This supplement contains all of the scripts needed to reproduce the figures of "COBRAme: A Computational Framework for Models of Metabolism and Gene Expression".

The accompanying simulations were ran using:

• Intel Xeon 3.5 GHz processor with 8 cores and 32 gbs of RAM
• The quadMINOS solver using the solvemepy (~4gb of RAM required per simulation)
• Python 3.6

• COBRApy v5.11.0
• matplotlib v2.0.0
• sympy v1.0.0
• pandas v0.21.0
• scipy v0.19.0
• ecolime v0.0.9
• cobrame v0.0.9
• solvemepy v1.0.1

Note: Figure 4 and Table 3 are created using iJL1678b. If ecolime is installed, run build_me_model.py in the ecolime repository. This will used the information contained in this directory to reconstruct the iJL1678b model and output it as a JSON. If ecolime is not installed, the model is already deposited in this supplementary directory. The remaining scripts in this supplemental directory will first search for the model built in ecolime before using the one already deposited.

Figure 5 is created using a version of iOL1650 created using COBRAme. It is contained in this supplementary directory as COBRAme_iOL1650.json.

1. If the quadMINOS solver and solvemepy is installed, run the run_qminos_simulation.py file. This will solve the iJL1678b ME-model for each decimal point precision from .1 to 1e-15 and track the time taken to solve. It will then use these growth rates obtained at each precision and run flux variability analysis for the reactions listed in the script as well as the transcription and translation reactions required to produce the catalyzing enzyme. If the solver is not installed, these files are deposited in already in the simulation_output folder.

2. Run make_figure_4.py to plot the results from 1.

3. To create Figure S2, run make_figure_S2.py to plot the results from 1 for two reactions in addition to PGI, which was used in figure 4.

1. If the quadMINOS solver and solvemepy is installed, run the run_simulation.py file. This will output the metabolic, transcription and translation fluxes from iOL1650b into the COBRAme_simulations folder. If the solver is not installed, the outputs are already deposited in the folder.

2. Run make_figure_5.py. This will run a pairwise comparison between the deposited metabolic, transcription and translation fluxes in iOL1650_simulations (these simulations are already deposited and were ran using the previous ME-model) and those output from step 1. It will then output Figure 5.

1. If the quadMINOs solver and solvemepy is installed, run essentiality.py. This will block the reactions synthesizing all 1678 genes in iJL1678b one-by-one. It will then plug in .1 for mu and optimize for growth in glucose aerobic in silico media. If the solution is infeasible then the gene is considered essential and vice versa. This will output a json file into the simulation_output directory. If the solver is not installed the output is already deposited in the output directory.

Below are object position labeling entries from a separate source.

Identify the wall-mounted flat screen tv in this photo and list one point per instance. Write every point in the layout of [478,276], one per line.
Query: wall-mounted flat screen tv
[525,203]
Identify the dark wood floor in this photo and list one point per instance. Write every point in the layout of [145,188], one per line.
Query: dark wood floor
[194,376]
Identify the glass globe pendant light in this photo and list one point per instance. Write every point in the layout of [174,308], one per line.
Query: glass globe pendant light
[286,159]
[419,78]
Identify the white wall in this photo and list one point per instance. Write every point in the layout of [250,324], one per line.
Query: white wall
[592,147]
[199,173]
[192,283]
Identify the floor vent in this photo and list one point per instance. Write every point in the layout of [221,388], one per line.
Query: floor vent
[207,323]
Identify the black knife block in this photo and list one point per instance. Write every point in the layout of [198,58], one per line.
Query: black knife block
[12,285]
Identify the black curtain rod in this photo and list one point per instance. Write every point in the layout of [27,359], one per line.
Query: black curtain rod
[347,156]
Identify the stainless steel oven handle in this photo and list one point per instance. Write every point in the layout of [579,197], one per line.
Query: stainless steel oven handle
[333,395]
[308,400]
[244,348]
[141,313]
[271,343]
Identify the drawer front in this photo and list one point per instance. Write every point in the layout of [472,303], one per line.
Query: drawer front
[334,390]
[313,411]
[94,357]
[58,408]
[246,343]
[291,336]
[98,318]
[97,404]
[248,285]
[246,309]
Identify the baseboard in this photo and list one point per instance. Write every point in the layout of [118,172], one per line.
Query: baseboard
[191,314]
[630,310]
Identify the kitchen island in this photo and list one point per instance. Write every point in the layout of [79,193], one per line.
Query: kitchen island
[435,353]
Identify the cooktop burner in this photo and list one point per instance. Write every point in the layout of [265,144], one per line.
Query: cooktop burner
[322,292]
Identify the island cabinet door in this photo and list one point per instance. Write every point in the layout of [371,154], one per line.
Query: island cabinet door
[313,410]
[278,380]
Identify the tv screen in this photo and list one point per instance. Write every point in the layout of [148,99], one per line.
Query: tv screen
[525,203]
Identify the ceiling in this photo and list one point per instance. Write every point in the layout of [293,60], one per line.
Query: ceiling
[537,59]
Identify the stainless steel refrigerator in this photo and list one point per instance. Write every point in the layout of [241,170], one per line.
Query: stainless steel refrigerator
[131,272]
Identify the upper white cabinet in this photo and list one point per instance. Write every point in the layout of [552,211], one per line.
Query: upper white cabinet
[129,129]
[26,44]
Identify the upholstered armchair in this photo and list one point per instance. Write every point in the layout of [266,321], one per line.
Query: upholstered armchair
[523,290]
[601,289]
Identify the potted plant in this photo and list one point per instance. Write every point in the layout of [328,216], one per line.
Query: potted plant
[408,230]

2. Run make_table_3.py. This will use a single gene knockout essentiality data set (Monk_essentiality.csv from PMID: 29020004) to determine whether the genes contained in both iOL1650 (based iOL1650_essentiality.xlsx, the essentiality predictions from PMID: 24084808) and iJL1678b were correctly predicted in each of the models. It will summarize these results in a csv spreadsheet.

1. If the quadMINOs solver and solvemepy is installed, run run_qminos_simulations.py. This will sweep through maximum glucose uptake rate values from -1 to -11 mmol/gDW/hr and optimize for growth rate with ATPM as the objective. The simulations are output in the glucose_sweep directory.

2. Run make_figure_S1.py to plot the optimal growth rate for each maximum uptake rate value in the top axis. The dual/shadow price values for 5 key metabolites/constraints are plotted for the same glucose uptake rates in the bottom axis.